Partindo desse ponto sabemos que dificilmente ao ler uma definição de parábola ela acabará por ser verdade para todos os casos. Por esse motivo é recomendável que cada parábola seja abordada de modo singular e não em comparação com todas as demais existentes.

Muitas pessoas veem as parábolas como simples histórias terrenas com significados celestiais, apesar de existir um pouco de verdade sobre essa afirmação, ela não é suficiente para definir todas as parábolas, já que muitas são muito mais que ilustrações, e embora algumas tratem de escatologia, não estão falando apenas da vida futura mas sim sobre a vida nessa era. Essa redução que se faz de uma parábola bíblica a uma simples história é definida como um reducionismo.

Diversas definições ineficazes

Infelizmente quase todas as definições de parábola se mostram ineficazes, pois quase toda definição que se mostra ampla para abranger todas as parábolas, acaba por se mostrar imprecisa. Algumas conhecidas são, “A parábola é uma criação literária na forma de narrativa desenvolvida para retratar uma espécie de caráter por advertência ou exemplo, ou para encarnar um princípio do governo de Deus para com este mundo e com os homens”.

Sim, as parábolas falam de Deus e da humanidade, mas nem todas elas são narrativas. “No nível mais básico, a parábola é uma metáfora ou imagem tirada da natureza ou da vida comum que prende o ouvinte pelo seu caráter vivo ou esquisito, que deixa a mente com um nível suficiente de dúvida acerca da sua aplicação precisa a ponto de lhe lançar pensamentos ativos”.
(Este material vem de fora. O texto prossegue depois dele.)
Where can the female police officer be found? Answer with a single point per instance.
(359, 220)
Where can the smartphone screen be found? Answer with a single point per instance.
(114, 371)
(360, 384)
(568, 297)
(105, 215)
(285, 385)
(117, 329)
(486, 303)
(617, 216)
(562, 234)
Uma parábola é muito maior que uma metáfora ou imagem. E apesar de para alguns textos ela ser útil, para outros ela se mostrará inútil. Outra definição de parábola é “a conjunção de uma forma narrativa com um processo metafórico”. Como já foi escrito antes essa definição pode se mostrar útil para alguns textos, mas para outros não, devido a abrangência de variedades e aplicações que são abordados por Jesus em cada contexto que ele ensina através de parábolas.

Fatores contra

Uma parábola não é simplesmente uma analogia. É uma metáfora prolongada com uma lição espiritual específica contida na analogia. Mas, apresentar uma definição técnica que se aplique a todas as parábolas de Jesus é notoriamente difícil. Um dos fatores que dificultam a definição é a variedades de parábolas.

Em Mateus 15:15, por exemplo, Pedro pede que Jesus explique “esta parábola” presente no versículo 11 “O que torna o homem impuro não é o que entra pela boca, mas o que sai dela; é isso que o torna impuro”, mas na verdade o que está presente nesse versículo é simplesmente um par de proposições simples, algo como um provérbio, mesmo assim trata-se de uma parábola. Além do problema por causa das várias parábolas ocorre também o problema decorrente da tradução.

Em Lucas 4:23, por exemplo. “Jesus lhes disse: “É claro que vocês me aceitaram este provérbio: ‘Médico, cura-te a ti mesmo!’ Faze aqui em tua terra o que ouvimos que fizeste em Cafarnaum”. No texto grego a palavra que é usada para se referir a provérbio é parabolē, palavra que é traduzida normalmente como parábola. Ao ver isso fica aparente que a ideia bíblica de parábola é mais abrangente que as definições sugeridas pelos comentaristas, e essa é a razão pela qual é difícil chegar a um número exato de parábolas.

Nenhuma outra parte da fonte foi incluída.